Yoon’s ruling People Power Party and its satellite party were projected to have obtained 108 seats.
The final official results were expected later Thursday.
Regardless of the results, Yoon will stay in power and his major foreign policies will most likely be unchanged. But Wednesday’s elections were widely seen as a midterm confidence vote on Yoon, a former top prosecutor who took office in 2022.
Yoon has pushed hard to boost cooperation with the United States and Japan as a way to address a mix of tough security and economic challenges. But he has been grappling with low approval ratings at home and a liberal opposition-controlled National Assembly that has limited his major policy platforms that require legislative approvals.
Hong Sung Gul, a public administration expert at Seoul’s Kookmin University, said Yoon will most likely find it more difficult to implement business-friendly policies and tax reforms, as the opposition parties are likely to aggressively flex their legislative muscles.
“When it comes to policies, important ones like tax system reforms require legislation. I think there is a high possibility for the opposition parties to put a brake on Yoon’s such policy agendas,” Hong said.

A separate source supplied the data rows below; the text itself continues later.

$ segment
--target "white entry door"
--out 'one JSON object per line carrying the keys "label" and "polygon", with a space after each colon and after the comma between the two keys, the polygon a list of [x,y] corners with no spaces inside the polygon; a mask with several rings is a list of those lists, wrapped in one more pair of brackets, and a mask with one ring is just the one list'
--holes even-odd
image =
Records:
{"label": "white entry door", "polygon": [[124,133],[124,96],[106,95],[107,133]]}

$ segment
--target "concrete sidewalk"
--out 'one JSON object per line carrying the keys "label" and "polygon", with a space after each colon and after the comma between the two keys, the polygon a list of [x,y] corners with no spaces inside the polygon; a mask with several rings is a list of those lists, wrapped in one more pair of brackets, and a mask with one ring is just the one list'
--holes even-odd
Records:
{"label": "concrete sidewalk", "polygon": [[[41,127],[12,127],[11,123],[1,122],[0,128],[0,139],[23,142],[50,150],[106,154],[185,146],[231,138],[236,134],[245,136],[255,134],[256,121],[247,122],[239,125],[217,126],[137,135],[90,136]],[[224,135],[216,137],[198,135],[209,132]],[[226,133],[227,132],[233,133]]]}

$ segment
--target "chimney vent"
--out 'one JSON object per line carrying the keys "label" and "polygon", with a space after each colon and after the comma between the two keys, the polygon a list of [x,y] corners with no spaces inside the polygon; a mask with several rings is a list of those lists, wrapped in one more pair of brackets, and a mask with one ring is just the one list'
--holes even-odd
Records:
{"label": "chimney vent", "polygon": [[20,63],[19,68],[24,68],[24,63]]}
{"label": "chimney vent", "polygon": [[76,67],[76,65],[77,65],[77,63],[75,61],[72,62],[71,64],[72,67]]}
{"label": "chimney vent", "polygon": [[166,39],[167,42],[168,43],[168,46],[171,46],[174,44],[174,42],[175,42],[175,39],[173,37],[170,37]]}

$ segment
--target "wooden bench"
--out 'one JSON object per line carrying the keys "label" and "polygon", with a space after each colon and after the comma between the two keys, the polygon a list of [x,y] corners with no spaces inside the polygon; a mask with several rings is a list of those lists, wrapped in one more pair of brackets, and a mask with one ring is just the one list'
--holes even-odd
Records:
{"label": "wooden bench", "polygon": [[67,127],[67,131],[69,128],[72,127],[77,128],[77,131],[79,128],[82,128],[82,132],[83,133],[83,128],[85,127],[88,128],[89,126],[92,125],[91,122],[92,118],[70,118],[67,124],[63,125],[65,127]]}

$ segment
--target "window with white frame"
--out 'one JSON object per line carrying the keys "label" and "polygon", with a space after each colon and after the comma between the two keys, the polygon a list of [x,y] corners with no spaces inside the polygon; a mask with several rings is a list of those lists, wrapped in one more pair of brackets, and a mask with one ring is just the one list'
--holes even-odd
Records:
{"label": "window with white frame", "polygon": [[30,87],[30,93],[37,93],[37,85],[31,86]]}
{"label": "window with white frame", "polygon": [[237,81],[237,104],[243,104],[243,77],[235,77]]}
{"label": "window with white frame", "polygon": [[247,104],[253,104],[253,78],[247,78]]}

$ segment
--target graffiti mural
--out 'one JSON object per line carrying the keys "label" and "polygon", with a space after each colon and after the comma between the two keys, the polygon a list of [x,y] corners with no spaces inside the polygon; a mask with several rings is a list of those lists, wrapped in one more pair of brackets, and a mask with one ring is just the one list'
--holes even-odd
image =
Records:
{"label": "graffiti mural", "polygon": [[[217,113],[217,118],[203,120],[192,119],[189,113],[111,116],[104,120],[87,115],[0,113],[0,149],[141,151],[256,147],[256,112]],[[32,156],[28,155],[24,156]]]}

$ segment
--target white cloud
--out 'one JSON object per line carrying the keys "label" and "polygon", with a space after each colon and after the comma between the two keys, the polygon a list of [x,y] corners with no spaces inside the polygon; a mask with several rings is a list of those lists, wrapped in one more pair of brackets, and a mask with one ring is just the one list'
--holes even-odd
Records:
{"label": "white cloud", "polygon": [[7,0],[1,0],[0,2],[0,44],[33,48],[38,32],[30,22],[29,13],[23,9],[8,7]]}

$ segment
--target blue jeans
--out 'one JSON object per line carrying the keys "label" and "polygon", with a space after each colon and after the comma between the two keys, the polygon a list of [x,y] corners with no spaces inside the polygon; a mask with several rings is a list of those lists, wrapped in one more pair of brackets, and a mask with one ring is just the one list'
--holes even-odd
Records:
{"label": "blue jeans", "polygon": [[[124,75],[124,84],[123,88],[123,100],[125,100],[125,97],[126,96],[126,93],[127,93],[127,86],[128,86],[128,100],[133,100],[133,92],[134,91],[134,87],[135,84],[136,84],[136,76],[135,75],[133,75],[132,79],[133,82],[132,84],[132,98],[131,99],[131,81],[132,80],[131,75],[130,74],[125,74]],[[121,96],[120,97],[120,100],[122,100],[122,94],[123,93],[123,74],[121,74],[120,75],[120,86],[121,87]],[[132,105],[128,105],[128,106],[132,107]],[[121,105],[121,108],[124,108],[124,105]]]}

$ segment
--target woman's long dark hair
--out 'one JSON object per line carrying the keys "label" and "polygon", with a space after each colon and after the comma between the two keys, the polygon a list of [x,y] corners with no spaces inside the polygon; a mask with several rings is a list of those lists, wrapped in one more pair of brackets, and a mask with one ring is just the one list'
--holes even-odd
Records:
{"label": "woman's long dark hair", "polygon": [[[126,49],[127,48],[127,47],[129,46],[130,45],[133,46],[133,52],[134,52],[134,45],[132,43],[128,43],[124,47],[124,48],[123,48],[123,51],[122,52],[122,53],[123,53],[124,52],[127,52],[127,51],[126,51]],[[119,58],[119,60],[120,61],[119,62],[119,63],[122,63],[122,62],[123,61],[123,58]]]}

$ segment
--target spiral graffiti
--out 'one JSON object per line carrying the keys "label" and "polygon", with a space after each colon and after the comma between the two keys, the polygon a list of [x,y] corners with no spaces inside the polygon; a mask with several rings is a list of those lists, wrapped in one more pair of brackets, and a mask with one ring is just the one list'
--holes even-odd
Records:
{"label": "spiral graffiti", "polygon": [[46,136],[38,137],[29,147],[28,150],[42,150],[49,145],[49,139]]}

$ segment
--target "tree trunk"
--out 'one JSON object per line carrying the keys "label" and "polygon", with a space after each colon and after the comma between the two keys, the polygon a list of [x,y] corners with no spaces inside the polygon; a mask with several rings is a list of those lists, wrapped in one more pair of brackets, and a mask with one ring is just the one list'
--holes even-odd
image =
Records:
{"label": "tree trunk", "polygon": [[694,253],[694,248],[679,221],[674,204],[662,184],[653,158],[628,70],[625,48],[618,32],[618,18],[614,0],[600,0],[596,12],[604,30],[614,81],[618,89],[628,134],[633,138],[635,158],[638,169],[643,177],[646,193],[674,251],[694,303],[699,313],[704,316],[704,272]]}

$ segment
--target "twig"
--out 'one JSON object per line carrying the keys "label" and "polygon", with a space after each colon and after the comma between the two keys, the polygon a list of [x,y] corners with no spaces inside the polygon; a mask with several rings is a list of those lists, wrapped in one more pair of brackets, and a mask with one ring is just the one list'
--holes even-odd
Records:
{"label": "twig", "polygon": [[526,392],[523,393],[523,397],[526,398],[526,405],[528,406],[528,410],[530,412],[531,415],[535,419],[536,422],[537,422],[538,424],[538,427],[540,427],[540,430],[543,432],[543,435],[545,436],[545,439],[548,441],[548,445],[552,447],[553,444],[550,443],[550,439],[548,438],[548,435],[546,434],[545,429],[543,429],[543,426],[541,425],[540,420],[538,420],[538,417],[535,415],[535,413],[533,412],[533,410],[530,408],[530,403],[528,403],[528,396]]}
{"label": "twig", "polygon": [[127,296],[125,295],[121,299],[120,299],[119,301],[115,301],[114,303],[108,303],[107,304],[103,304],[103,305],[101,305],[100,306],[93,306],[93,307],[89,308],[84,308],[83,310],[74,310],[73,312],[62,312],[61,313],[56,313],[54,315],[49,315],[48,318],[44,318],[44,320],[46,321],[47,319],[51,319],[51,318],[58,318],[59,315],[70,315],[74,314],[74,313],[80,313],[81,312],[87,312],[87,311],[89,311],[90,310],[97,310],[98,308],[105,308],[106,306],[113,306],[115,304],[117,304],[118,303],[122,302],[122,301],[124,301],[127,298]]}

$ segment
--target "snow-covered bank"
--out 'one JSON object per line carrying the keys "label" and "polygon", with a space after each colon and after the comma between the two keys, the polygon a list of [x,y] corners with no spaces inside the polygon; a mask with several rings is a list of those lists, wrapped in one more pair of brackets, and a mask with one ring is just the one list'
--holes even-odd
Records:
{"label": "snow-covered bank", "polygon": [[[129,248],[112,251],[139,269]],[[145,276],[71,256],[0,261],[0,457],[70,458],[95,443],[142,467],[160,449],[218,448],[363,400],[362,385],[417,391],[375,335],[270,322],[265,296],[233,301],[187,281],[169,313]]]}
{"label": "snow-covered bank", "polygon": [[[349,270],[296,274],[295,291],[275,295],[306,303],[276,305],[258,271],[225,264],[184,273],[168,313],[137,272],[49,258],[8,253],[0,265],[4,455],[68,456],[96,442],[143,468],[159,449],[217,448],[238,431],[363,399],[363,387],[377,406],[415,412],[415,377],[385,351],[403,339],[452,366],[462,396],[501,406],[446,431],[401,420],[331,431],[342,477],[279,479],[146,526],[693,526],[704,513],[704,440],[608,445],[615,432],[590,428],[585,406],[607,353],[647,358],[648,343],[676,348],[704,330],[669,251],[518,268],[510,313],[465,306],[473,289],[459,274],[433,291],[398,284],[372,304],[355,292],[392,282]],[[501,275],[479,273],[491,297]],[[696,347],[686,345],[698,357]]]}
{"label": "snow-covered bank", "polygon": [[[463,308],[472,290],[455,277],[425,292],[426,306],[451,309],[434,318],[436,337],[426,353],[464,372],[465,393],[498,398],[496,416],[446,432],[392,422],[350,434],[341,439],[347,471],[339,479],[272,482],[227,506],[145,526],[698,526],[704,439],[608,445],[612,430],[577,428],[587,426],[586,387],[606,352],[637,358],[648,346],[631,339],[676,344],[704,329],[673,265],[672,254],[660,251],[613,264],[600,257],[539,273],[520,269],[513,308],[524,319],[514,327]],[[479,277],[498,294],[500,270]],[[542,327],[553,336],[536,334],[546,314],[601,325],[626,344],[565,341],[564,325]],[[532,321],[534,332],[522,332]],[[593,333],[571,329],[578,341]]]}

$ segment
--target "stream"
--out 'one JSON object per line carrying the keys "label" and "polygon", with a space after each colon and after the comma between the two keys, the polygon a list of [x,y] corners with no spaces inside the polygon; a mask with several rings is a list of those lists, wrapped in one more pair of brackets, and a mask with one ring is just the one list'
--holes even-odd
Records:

Yoon’s critics have accused him of failing to resolve livelihood issues such as soaring prices, refusing to quickly fire some top officials implicated in scandals, and lacking efforts to communicate with opposition leaders for policy coordination.
Earlier this year, Yoon briefly enjoyed rising approval ratings over his strong push to drastically increase the number of medical students despite vehement protests by incumbent doctors. But the doctors’ walkouts eventually left Yoon facing growing calls to find a compromise, with patients and others experiencing delays of surgeries and other inconveniences.
The rival parties’ campaigning ahead of Wednesday’s elections deepened South Korea’s already serious conservative-liberal divide as they exchanged toxic rhetoric and mudslinging.
Democratic Party leader Lee Jae-myung lost the 2022 presidential election to Yoon in the country’s most closely fought presidential contest. During the 2022 race, Yoon and Lee and their supporters spent months demonizing each other.
Lee is eyeing another presidential bid. His main potential conservative rival is Han, who also served as Yoon’s justice minister. Lee faces an array of corruption investigations that he argues are politically motivated and pushed by Yoon’s government.
“The results of the parliamentary elections are not the victory by the Democratic Party, but the great victory by our people,” Lee said Thursday. “Now, the elections are over. Both the ruling and opposition political parties must pull together all their strength to resolve economic and public livelihood problems.”